Juan mengangguk. "Oh, aku lupa bilang kalau Om Carlos adalah adik sepupu papaku. Perusahaan Carlos Company bisa bangkit dari kebangkrutan tujuh tahun lalu karena bantuan dari papa," jelas Juan. Ia lantas melirik arloji mahal yang terpasang di pergelangan tangannya. "Oke, sudah lima menit! Waktunya bertemu Om Carlos!"

"Oh, oke!" Belum selesai Ralin kaget dengan kenyataan baru kalau ternyata bos besarnya adalah paman dari Juan, tapi Ralin harus segera menyelesaikan tugasnya. Ia pun bangkit dari tempat duduknya, dan mengantar Juan untuk masuk ke dalam ruangan CEO Carlos Company.

Begitu Juan masuk, ia langsung disambut dengan sumringah oleh pamannya. "Juan, selamat datang kembali!" ucap Carlos seraya memeluk keponakannya itu.

"Wah, senang bisa melihat Om kembali, apalagi sekarang makin terlihat ganteng!" Puji Juan kepada pamannya.

Ah, jangan berlebihan!

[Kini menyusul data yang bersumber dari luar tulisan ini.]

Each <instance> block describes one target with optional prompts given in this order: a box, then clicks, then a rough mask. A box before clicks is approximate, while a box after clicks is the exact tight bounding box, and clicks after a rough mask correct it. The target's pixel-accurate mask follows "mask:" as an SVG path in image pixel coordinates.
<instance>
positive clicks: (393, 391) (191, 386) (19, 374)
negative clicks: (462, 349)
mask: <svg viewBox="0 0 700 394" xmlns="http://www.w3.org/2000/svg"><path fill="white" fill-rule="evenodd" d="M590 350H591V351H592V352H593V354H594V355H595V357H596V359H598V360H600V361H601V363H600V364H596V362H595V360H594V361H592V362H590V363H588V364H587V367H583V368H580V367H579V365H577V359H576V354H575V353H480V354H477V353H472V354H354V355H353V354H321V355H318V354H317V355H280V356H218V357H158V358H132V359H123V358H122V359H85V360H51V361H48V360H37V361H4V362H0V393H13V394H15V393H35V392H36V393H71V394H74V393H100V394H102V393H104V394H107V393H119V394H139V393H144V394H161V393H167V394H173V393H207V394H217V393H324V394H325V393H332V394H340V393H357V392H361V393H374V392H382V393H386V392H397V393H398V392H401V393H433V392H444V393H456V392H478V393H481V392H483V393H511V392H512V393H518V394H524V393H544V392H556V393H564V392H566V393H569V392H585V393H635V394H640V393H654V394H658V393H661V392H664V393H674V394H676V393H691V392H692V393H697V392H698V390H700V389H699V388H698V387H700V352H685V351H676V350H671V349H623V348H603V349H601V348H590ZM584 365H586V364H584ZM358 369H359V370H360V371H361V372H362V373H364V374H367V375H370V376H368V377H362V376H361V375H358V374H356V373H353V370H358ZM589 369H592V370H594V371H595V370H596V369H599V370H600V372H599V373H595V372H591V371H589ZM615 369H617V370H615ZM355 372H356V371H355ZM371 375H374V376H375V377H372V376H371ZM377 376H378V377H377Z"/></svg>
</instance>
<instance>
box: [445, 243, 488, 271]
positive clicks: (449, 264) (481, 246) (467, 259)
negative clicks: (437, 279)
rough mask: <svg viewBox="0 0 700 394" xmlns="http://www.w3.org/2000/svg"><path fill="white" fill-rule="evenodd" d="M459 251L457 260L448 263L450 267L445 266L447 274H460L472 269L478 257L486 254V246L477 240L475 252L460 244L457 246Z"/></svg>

Tapi sebenarnya kalau ganteng itu memang sudah bawaan Om dari lahir," jawab Carlos dengan bangga sambil melepas pelukannya kepada keponakannya itu. "Ayo silahkan duduk!"

Ralin masih berada di ruangan itu sambil terus memperhatikan Juan. Bisa-bisanya Ralin baru menyadari kalau ternyata Juan memiliki hubungan persaudaraan dengan Carlos, bos besar di perusahaannya.

Padahal sudah tiga kali Ralin bertemu dengan Juan di sini, tapi baru kali ini Ralin mengetahui kebenarannya. Semakin yakin lagi kalau Juan adalah calon suami dengan kriteria idaman untuk Ralin. Kekayaannya pasti tak main-main.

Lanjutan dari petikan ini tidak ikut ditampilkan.